La folie du vrac
une vraie économie ?
D’abord plutôt mal vu, puis cantonné aux magasins bio et épiceries spécialisées où les convaincus de toujours croisaient les citadins bohèmes, voilà que le vrac arrive en supermarché ! Grandes marques, marques distributeurs… tout le monde se lance. Aurait-on de bonnes raisons de s’y mettre, nous aussi ?

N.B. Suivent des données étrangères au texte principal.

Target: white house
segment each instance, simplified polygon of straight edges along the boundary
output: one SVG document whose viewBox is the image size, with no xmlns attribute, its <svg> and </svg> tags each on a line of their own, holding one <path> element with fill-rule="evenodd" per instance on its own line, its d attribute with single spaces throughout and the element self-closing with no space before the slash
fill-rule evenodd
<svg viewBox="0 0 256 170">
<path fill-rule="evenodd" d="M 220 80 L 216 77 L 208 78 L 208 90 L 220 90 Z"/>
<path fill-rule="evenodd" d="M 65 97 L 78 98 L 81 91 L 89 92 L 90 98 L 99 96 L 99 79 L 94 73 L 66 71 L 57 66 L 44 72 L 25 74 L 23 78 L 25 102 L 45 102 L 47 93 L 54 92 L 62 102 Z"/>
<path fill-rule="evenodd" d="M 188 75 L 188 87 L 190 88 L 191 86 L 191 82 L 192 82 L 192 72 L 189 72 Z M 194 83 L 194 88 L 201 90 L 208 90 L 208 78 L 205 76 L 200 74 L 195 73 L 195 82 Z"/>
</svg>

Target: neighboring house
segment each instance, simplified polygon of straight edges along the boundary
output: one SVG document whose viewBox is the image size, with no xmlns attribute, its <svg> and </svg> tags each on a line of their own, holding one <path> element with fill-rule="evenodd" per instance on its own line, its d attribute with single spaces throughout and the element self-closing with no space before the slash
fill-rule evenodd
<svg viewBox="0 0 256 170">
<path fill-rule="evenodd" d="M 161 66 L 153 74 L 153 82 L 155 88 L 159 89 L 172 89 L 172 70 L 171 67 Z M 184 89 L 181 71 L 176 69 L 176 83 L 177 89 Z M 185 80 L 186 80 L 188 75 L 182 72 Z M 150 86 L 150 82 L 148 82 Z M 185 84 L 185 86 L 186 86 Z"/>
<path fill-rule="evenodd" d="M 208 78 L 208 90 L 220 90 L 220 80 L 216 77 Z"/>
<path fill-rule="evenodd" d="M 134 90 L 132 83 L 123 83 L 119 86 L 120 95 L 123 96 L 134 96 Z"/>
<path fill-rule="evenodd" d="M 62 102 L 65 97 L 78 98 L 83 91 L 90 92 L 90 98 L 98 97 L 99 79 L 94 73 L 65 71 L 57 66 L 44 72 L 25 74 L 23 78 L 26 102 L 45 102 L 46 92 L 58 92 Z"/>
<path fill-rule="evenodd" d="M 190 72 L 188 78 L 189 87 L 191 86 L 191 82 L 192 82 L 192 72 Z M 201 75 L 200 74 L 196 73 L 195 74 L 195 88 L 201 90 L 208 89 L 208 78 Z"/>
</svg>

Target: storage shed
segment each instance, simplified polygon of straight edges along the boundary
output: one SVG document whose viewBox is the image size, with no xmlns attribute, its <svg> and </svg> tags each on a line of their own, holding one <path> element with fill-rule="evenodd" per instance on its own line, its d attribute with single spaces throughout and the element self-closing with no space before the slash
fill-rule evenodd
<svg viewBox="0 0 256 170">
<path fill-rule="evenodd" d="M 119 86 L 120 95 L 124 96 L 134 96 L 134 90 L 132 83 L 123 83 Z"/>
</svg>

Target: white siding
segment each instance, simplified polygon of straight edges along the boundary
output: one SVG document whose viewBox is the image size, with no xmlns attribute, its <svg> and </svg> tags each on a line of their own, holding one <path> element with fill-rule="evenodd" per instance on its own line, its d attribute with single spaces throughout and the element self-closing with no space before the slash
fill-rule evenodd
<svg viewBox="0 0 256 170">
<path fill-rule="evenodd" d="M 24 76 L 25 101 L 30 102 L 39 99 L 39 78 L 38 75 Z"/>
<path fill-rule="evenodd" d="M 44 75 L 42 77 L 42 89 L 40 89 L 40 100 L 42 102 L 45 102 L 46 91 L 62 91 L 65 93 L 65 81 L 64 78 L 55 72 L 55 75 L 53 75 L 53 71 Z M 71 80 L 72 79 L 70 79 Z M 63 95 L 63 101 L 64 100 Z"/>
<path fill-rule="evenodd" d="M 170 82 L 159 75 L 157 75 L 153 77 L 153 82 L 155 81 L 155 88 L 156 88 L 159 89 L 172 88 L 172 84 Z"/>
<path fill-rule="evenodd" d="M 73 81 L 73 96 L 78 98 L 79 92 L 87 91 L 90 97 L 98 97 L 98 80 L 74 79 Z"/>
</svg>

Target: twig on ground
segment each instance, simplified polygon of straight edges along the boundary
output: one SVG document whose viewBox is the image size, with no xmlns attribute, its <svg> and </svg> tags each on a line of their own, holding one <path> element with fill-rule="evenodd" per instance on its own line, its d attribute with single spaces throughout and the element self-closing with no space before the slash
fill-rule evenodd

Vous n’avez pas pu passer à côté de ces nouveaux bacs qui proposent des produits en vrac, plus particulièrement des légumineuses ou des fruits secs, bien souvent bio. Même chez certains hardiscounteurs, on trouve désormais des produits vendus sans emballage. Si cette tendance débarque dans nos supermarchés… c’est qu’elle marche ! En 2019, le vrac affiche un chiffre d’affaires de 1,2 milliard, tous circuits confondus (supermarchés, épiceries et magasins bio). Autre chiffre : 53 % des Français, toujours en 2019, ont acheté du vrac au cours de l’année. De quoi attirer les convoitises dans l’univers de l’industrie alimentaire en grande surface, qui connaît, au mieux, une stagnation, au pire, une décroissance. Cette réussite s’est accélérée par la lutte contre les déchets, puisque c’est bien là l’argument numéro un du vrac : rien à jeter. Un argument qui fait mouche, à l’heure où le consommateur se définit de plus en plus comme un « consomm’acteur », c’est-à-dire qu’il agit sur sa consommation.
La fin de l’emballage
C’est devenu un réflexe quand on revient des courses : retirer les emballages, trier ce qui est recyclable et, surtout, jeter ce qui ne l’est pas. Car l’emballage, omniprésent, est aussi un élément marketing, des produits secs jusqu’à la nourriture pour animaux. Adopter le vrac, c’est donc, déjà, une économie de temps. On range tout, et pas de passage par la case « poubelle ». Mais cela est-il aussi une économie d’argent, puisqu’il n’y a plus d’emballage ? On évalue la baisse de prix de 15 à 20 %… mais attention, ce n’est pas toujours le cas. En supermarché, le vrac est parfois plus cher que les produits emballés. Un paradoxe qui s’explique par les petits volumes du vrac écoulés face aux gros volumes des produits conditionnés en magasin classique, dont le prix sera forcément mieux négocié. Alors, on regarde bien les prix au kilo avant de choisir. Mais le tri des déchets n’est pas le seul geste impacté : il faut aussi transporter et ranger autrement.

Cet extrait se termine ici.